Acute lymphoblastic leukemia (ALL) is a form of blood cancer that primarily affects children and young people. It involves large quantities of malignant progenitor cells building up in a person’s blood instead of healthy white blood cells. This often results from a change in genetic material, with two chromosomes fusing together to create new abnormal genes that disrupt the system controlling normal blood development.

These types of leukemia are often extremely resistant and incurable with intensive chemotherapy or stem cell transplantation.

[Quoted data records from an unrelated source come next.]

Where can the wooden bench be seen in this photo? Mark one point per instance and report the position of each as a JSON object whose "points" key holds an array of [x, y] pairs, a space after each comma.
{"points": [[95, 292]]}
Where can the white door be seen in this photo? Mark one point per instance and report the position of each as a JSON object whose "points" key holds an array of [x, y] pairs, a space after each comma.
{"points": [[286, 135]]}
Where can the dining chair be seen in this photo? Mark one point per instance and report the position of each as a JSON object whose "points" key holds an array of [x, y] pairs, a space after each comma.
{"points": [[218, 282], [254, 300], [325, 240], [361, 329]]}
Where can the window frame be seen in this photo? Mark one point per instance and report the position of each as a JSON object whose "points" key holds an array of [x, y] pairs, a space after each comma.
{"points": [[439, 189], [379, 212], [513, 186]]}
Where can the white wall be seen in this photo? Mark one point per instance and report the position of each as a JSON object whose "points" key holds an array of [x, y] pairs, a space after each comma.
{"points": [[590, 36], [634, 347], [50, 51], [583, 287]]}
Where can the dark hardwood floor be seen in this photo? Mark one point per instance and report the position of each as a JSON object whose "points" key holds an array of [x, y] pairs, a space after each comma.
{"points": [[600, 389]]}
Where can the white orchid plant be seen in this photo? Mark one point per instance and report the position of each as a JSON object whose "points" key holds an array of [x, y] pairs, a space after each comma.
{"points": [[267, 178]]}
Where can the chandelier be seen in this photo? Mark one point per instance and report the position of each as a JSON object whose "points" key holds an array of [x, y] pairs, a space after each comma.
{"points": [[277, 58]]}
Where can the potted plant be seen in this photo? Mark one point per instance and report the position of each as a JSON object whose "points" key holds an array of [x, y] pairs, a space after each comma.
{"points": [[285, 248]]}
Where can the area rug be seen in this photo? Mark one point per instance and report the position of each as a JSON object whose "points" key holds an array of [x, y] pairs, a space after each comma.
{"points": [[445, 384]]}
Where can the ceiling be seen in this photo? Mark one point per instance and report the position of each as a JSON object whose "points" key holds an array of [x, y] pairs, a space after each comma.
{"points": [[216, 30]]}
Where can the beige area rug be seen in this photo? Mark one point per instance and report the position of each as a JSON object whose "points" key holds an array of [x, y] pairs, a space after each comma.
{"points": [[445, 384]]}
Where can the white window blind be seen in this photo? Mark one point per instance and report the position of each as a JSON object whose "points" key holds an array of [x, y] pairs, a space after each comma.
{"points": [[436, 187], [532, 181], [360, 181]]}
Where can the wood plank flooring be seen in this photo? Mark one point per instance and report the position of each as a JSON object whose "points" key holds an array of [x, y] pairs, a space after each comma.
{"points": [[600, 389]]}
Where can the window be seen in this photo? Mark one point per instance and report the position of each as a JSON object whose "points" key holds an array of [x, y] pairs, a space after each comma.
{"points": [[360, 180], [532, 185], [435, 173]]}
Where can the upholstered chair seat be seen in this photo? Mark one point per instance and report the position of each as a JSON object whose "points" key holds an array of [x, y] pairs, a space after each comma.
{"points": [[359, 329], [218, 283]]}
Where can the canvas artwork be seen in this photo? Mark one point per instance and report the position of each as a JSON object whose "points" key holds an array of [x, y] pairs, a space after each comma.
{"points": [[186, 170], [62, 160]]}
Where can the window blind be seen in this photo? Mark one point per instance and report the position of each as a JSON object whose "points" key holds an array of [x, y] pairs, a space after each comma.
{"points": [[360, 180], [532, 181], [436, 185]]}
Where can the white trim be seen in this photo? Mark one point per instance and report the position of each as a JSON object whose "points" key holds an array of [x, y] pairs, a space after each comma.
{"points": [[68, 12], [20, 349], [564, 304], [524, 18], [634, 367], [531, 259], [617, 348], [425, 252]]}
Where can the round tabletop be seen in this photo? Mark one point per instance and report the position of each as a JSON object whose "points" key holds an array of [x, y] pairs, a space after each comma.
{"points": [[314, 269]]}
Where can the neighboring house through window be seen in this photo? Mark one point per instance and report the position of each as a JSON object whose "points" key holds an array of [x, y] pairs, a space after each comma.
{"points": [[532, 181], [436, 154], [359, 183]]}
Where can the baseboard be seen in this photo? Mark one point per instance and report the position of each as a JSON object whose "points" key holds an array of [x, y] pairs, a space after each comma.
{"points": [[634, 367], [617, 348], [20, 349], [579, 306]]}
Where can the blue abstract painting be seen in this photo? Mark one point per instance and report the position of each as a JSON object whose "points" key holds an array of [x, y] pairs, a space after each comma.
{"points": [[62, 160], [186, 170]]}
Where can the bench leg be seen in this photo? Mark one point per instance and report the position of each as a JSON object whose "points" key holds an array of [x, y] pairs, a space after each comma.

In search of new ways to tackle this problem, scientists from the University of Zurich and the University Children’s Hospital Zurich have been scrutinizing the molecular causes of this disorder.

Wrong place, wrong time

Study leaders Jean-Pierre Bourquin and Beat Bornhause and colleagues analyzed a protein called TCF3-HLF, which is typically associated with this type of leukemia. This protein does not occur normally; it results from the fusion of two chromosomes and contains elements of what are known as transcription factors, which activate the transcription of certain genes.

Their analysis reveals that the abnormal protein TCF3-HLF also activates a whole range of genes, but it does so in the wrong context and at the wrong point in the blood development process. This triggers the formation of malignant white blood cells and causes leukemia.

“Our research shows that the abnormal protein binds to almost 500 regulatory elements in the genetic material of the human leukemia cells, activating hundreds of genes by mistake,” explains Yun Huang, lead author of the study in Cancer Cell.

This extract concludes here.